Obdachlosen-Hausprojekt in Mitte: Wohnen bis zum Abriss
Die Obdachlosen in der Habersaathstraße 40-48 können möglicherweise zwei weitere Jahre dort bleiben. Der Bezirk verhandelt über ihren Verbleib.
Anfang August hatte das Bezirksamt der Arcadia Estates GmbH nach jahrelangem Rechtsstreit eine umstrittene Abrissgenehmigung für das ehemalige Schwesternwohnheim mit seinen 120 Wohnungen erteilt, das erst in den 1980er Jahren mit öffentlichen Mitteln errichtet und 2008 energetisch saniert wurde. Seit Jahren will die Arcadia Estates das Haus abreißen lassen, um dort neu und teuer zu bauen. Bis dahin werde „auch nach Schätzung der Eigentümer noch eine längere Zeit vergehen“, heißt es in dem Brief. Der Zeitraum der Nutzung sei zwar noch unklar, „es dürfte sich aber um eine Wohnperspektive von ein bis zwei Jahren handeln“.
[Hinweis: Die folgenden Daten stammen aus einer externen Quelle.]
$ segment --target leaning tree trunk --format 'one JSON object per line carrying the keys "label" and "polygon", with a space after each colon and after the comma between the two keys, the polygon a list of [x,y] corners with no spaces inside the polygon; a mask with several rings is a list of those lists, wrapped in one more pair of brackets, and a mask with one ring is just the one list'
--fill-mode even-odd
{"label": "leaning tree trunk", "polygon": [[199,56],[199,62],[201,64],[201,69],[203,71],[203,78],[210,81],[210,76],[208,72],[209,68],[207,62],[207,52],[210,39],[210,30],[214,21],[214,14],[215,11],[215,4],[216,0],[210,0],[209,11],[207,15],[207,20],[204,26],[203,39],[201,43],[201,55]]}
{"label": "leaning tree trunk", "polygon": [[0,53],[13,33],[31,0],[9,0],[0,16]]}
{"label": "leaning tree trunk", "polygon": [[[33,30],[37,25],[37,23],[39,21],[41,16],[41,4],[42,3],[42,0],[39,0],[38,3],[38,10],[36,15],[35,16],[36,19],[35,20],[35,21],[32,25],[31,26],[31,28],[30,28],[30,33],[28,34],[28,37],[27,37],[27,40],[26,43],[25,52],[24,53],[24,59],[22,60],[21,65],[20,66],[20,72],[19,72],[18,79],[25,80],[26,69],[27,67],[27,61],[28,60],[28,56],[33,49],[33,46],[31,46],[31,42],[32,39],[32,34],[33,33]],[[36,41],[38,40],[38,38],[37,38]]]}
Die Bewohner*innen sollen im Gegenzug rückwirkend ab dem 1. Januar Betriebskosten in Höhe von 3,50 Euro monatlich pro Quadratmeter zahlen. Außerdem sollen sie schriftlich bestätigen, dass sie aus ihrem Verbleib in der Habersaathstraße keine rechtlichen Ansprüche ableiten – sprich, dass sie freiwillig ausziehen, sobald das Haus abgerissen wird. Wie genau das aussehen kann, soll an diesem Mittwoch bei einem Treffen zwischen der Senatsverwaltung, dem Bezirksamt und dem Sozialträger „Neue Chance“ diskutiert werden.
Blaupause für Zwischennutzung von Leerstand?
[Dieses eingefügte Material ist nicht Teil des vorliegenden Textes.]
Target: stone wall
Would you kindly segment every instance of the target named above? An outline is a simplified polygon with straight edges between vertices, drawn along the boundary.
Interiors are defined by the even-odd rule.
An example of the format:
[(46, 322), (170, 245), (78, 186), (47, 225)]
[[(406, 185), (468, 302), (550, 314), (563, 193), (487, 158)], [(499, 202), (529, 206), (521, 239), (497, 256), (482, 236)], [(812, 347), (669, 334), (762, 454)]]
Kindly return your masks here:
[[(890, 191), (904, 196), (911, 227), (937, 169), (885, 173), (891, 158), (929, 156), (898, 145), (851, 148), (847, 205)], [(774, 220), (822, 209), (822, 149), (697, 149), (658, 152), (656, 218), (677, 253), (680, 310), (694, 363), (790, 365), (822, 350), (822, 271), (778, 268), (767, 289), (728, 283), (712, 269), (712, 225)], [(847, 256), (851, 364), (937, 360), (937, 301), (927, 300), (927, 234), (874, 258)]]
„Wir wollen alles tun, damit der Verbleib der neuen Mieter*innen möglich ist“, sagte von Dassel zur taz. Rund 40.000 Euro Betriebskosten soll das Bezirksamt nun an die Arcadia zahlen, Geld, das es sich über die Bewohner*innen von den Sozialämtern oder Jobcentern zurückholen will. Im Gegenzug erwartet der Bezirk, dass der Eigentümer vorhandene Mängel wie Rohrbrüche, fehlende Wasserversorgung oder Stromsperren beseitigt und Mülltonnen bereitstellt.
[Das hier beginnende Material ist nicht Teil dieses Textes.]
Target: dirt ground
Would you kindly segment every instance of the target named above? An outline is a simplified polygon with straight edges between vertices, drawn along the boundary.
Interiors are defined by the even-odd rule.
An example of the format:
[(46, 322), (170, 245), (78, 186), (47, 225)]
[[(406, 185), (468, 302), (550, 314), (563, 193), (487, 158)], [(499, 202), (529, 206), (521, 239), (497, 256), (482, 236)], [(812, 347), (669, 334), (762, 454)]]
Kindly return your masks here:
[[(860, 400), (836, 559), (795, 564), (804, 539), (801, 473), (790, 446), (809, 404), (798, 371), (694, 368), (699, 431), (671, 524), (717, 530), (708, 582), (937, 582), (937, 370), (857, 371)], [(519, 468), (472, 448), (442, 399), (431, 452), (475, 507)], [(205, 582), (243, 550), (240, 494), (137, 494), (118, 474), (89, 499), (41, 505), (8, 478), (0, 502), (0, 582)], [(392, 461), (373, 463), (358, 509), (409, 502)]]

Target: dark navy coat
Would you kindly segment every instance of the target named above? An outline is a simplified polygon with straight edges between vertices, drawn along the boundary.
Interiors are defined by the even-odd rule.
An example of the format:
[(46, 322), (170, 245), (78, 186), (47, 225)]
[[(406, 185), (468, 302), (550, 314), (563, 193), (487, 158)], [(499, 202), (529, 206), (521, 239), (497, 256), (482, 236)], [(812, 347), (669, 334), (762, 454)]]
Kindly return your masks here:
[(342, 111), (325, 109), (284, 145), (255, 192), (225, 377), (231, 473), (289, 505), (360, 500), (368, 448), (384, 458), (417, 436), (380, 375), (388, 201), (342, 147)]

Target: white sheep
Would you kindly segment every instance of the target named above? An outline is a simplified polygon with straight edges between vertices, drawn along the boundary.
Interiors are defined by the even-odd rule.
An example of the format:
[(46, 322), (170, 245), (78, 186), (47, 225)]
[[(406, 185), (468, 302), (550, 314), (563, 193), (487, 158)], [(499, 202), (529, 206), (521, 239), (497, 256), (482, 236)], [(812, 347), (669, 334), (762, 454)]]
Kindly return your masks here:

Sollte es zu einer Vereinbarung kommen, sieht von Dassel darin eine mögliche Blaupause für die künftige Unterbringung von Obdachlosen in leerstehenden Häusern. „Es gibt einige Abrisskandidaten“, so der Grünen-Politiker. „Ich habe die Hoffnung, dass eine Zwischennutzung dann öfter möglich ist.“
Die Bewohner*innen selbst reagieren erfreut auf die Bleibeperspektive. „Ich würde es unterschreiben“, sagt der ehemalige Obdachlose Sven zur taz. Jedoch könnten mit der Vereinbarung nicht alle Bewohner*innen in dem Haus bleiben, da Menschen aus Nicht-EU-Staaten keine Leistungen vom Amt bekommen. „Für diese Menschen brauchen wir auch eine Lösung“, so der 52-Jährige.
Der Sozialträger „Neue Chance“, der im Erdgeschoss eine Beratungsstelle eingerichtet hat, wäre froh, die Bewohner*innen weiter unterstützen zu können. „Es ist eine sehr heterogene Gruppe, an die wir sonst nicht rankommen würden“, so der Geschäftsführer Ingo Bullermann zur taz. Insbesondere die zuvor langjährig Obdachlosen hätten teilweise hohen Unterstützungsbedarf, auch wegen Suchtproblemen. Mit Blick auf die Beratungen mit Bezirk und Senat wünscht sich Bullermann „weiterhin möglichst viel Selbstbestimmung“ der Bewohner*innen.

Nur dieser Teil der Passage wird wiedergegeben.